Etchebarren called what happened to Coolbaugh a freak occurrence in the sport, and most coaches agreed that suddenly being forced to wear protective gear would change what has been commonplace in baseball for many years.
"I really don't know what you can do about that unless you're going to wear a helmet or mask, or shinguards, things that a catcher would wear," Hill said. "And I don't think that's going to happen."
Etchebarren said pitchers, who are closer to being struck by a line drive than coaches, also would have to be evaluated for protection, which he doesn't think is feasible in baseball.

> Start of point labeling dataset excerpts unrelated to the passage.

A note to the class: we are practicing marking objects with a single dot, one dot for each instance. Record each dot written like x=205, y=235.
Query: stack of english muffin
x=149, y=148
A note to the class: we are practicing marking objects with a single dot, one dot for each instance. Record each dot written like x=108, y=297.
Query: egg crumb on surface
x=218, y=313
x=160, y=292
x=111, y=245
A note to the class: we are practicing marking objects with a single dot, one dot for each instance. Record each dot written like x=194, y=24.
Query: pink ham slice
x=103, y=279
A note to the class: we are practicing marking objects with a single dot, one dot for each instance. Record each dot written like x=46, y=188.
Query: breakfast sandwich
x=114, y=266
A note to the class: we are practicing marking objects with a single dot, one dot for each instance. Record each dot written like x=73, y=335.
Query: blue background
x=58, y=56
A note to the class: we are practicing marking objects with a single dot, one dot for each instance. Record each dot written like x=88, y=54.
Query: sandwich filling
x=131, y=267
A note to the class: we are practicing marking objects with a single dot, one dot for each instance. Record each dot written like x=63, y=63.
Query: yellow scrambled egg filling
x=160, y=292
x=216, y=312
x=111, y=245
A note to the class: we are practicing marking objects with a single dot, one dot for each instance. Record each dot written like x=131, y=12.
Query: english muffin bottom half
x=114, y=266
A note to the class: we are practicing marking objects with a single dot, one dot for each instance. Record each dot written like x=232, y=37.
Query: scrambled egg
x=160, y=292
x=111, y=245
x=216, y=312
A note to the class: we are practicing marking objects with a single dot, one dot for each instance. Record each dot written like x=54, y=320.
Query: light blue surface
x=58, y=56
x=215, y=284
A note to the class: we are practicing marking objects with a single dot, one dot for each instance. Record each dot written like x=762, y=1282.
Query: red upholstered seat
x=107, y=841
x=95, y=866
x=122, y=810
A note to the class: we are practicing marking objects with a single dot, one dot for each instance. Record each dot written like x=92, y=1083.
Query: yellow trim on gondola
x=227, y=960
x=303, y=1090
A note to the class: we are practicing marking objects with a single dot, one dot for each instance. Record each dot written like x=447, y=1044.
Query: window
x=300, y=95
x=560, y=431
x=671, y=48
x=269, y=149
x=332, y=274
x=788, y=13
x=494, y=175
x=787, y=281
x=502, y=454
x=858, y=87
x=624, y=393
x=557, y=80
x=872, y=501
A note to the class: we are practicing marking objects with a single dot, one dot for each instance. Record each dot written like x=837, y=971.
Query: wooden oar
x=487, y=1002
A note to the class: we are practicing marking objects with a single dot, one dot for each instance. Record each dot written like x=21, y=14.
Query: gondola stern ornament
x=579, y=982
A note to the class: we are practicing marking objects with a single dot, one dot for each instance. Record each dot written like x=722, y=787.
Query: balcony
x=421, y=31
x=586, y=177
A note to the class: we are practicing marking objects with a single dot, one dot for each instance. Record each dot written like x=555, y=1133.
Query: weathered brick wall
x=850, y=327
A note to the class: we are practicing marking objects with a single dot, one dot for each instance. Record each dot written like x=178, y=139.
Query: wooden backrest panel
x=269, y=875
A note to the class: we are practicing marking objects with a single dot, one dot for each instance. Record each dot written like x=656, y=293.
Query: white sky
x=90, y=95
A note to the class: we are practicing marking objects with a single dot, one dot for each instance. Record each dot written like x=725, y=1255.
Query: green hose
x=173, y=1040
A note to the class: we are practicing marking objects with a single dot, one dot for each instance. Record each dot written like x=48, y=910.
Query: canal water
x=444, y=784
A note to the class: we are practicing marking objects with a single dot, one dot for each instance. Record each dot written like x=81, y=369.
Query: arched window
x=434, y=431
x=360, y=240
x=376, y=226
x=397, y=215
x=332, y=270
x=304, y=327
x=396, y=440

"If a ball is hit just right and hits a pitcher just right, it would probably kill them, too," Etchebarren said. "You can't have a pitcher go out there and wear a helmet and all that stuff. It's just one of those things that happened."
The rules are different in youth sports. Steve Tellefsen, president and chief executive officer of the Babe Ruth League, said adults who coach first and third base in his association are not required to wear helmets. Players at all times, by rule, are required to - even when coaching the bases.
It is the same rule - helmets for youths but not adults- in Little League baseball, said Lance Van Auken, a spokesman. The issue of putting helmets on adults did come up about a decade ago, Van Auken said, but it was never implemented.
"I checked with our insurance department and they don't recall any base coaches in the past 50 years or so suffering any catastrophic injuries from being struck by a batted ball," Van Auken said. "The safety record has been pretty good."
The Associated Press contributed to this article.